By the time relative fault was determined by the jury in the case before us, plaintiff had long since elected his worker’s compensation remedy against his employer and had received benefits. In the real world, any claim of common law fault by plaintiff against his employer would certainly have been met with the defense of immunity and, most probably, an application for sanctions under Supreme Court Rule 137 (155 Ill. 2d R. 137).
The majority has offered no authority and no rationale for its assertion that the clear legislative intent mandates its holding. The Lilly court, as the majority acknowledges (slip op. at 7), has distinguished our holding in Doyle v. Rhodes , 101 Ill. 2d 1 (1984). I believe that well-reasoned distinction ( Lilly , 289 Ill. App. 3d at 1108-10) is correct. Without restating in full the rationale set forth in Lilly , I contend that this court should have followed Lilly ’s interpretation of section 2–1117.
The majority’s construction of section 2–1117 impairs the plaintiff’s right to recover against a tortfeasor found to have proximately caused his injuries. Such a holding is contrary to the long-standing rule of construction regarding statutes in derogation of the common law recently restated in Bell Switching Station , 161 Ill. 2d at 240. Therefore, I respectfully dissent.
FOOTNOTES
1:
1 This section was amended in 1995 by Public Act 89–7 to provide for complete proportional several liability. However, this court declared Public Act 89–7 (Pub. Act 89–7, eff. March 9, 1995) unconstitutional in its entirety in Best , 179 Ill. 2d 367. The effect of Best was to leave the law in force as it was before the adoption of the amendment. See People v.
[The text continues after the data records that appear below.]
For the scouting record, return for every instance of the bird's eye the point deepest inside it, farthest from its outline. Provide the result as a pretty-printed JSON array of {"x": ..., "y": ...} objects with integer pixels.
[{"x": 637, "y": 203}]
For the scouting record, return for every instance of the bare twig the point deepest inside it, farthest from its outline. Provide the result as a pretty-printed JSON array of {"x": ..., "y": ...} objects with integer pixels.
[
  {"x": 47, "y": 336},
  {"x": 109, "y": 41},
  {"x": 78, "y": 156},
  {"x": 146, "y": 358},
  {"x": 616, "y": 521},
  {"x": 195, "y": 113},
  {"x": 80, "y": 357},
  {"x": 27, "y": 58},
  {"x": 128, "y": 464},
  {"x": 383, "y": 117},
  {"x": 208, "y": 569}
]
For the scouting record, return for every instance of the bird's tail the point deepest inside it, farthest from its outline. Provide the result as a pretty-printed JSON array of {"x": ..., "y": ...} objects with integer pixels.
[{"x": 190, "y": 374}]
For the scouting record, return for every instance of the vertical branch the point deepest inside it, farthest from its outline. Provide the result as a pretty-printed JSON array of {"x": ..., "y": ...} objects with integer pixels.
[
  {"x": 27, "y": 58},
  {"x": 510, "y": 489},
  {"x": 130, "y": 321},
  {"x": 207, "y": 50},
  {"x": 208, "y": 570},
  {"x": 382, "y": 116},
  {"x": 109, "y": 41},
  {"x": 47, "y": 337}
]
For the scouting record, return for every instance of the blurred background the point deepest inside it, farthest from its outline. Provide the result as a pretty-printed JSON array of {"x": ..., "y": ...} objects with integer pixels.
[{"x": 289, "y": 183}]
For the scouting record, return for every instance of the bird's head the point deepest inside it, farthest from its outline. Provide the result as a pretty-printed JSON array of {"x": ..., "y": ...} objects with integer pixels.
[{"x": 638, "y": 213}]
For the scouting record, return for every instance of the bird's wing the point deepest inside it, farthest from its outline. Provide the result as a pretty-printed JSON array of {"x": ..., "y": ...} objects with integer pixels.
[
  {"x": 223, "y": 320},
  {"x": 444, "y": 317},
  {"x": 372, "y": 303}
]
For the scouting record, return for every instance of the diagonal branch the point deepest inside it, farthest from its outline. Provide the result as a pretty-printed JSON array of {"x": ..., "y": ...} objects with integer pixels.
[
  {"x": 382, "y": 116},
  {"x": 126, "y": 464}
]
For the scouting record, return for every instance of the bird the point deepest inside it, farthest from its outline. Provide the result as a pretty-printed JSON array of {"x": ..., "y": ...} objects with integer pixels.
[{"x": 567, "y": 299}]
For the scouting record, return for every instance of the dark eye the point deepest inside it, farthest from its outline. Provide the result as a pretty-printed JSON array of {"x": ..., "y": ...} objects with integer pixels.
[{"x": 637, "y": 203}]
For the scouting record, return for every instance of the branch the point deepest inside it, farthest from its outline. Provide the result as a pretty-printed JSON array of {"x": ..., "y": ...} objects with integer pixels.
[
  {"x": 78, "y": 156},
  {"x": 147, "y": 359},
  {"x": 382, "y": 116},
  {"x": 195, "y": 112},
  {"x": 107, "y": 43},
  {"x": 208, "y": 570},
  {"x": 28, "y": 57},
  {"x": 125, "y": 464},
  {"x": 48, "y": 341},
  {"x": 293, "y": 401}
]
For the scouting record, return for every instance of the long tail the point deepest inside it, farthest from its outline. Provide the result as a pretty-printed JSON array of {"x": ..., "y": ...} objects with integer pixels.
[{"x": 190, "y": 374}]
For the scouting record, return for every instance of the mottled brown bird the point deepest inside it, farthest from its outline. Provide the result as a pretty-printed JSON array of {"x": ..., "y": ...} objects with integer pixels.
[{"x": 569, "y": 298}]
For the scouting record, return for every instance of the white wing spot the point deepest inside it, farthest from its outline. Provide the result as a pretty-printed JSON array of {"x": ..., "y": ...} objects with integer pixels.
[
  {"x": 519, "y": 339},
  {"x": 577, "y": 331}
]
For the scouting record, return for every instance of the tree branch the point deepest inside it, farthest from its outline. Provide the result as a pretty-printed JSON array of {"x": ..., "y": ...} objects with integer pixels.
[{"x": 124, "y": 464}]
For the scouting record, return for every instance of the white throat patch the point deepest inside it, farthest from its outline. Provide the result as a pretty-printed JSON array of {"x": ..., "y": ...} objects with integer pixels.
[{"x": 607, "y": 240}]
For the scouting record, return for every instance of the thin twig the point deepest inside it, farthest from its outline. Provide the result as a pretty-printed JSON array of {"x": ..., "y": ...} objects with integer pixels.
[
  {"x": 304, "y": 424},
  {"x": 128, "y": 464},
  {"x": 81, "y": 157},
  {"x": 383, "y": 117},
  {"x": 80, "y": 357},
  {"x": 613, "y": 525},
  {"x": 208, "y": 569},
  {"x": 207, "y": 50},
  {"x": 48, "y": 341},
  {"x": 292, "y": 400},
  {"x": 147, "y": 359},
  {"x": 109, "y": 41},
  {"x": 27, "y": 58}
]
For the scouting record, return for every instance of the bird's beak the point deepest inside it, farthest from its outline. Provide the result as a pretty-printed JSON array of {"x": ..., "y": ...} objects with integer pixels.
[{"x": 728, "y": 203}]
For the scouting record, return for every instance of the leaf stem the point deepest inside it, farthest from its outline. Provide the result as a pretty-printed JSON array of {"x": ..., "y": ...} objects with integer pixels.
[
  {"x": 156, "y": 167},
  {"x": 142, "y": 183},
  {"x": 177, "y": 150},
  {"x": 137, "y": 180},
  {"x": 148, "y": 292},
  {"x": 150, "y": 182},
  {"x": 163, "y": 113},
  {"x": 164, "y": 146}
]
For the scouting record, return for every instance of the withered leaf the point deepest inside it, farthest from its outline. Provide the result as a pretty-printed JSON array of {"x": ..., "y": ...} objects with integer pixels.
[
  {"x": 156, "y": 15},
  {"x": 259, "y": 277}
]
Gersch , 135 Ill. 2d 384, 390 (1990).
2:
2 This section was repealed as part of Public Act 89–7. As noted previously, our decision in Best , which held that Public Act 89–7 was unconstitutional in its entirety, had the effect of reinstating this section. See Gersch , 135 Ill. 2d at 390.
3:
3 These sections were held unconstitutional in Bernier , 113 Ill. 2d at 230-34.
4:
4 This conclusion also finds support in the Restatement (Third) of Torts. See Restatement (Third) of Torts: Apportionment of Liability §D19(a), Comment f , at 230 (2000).
5:
5 Before this court, Kraft does not challenge the jury’s finding of negligence.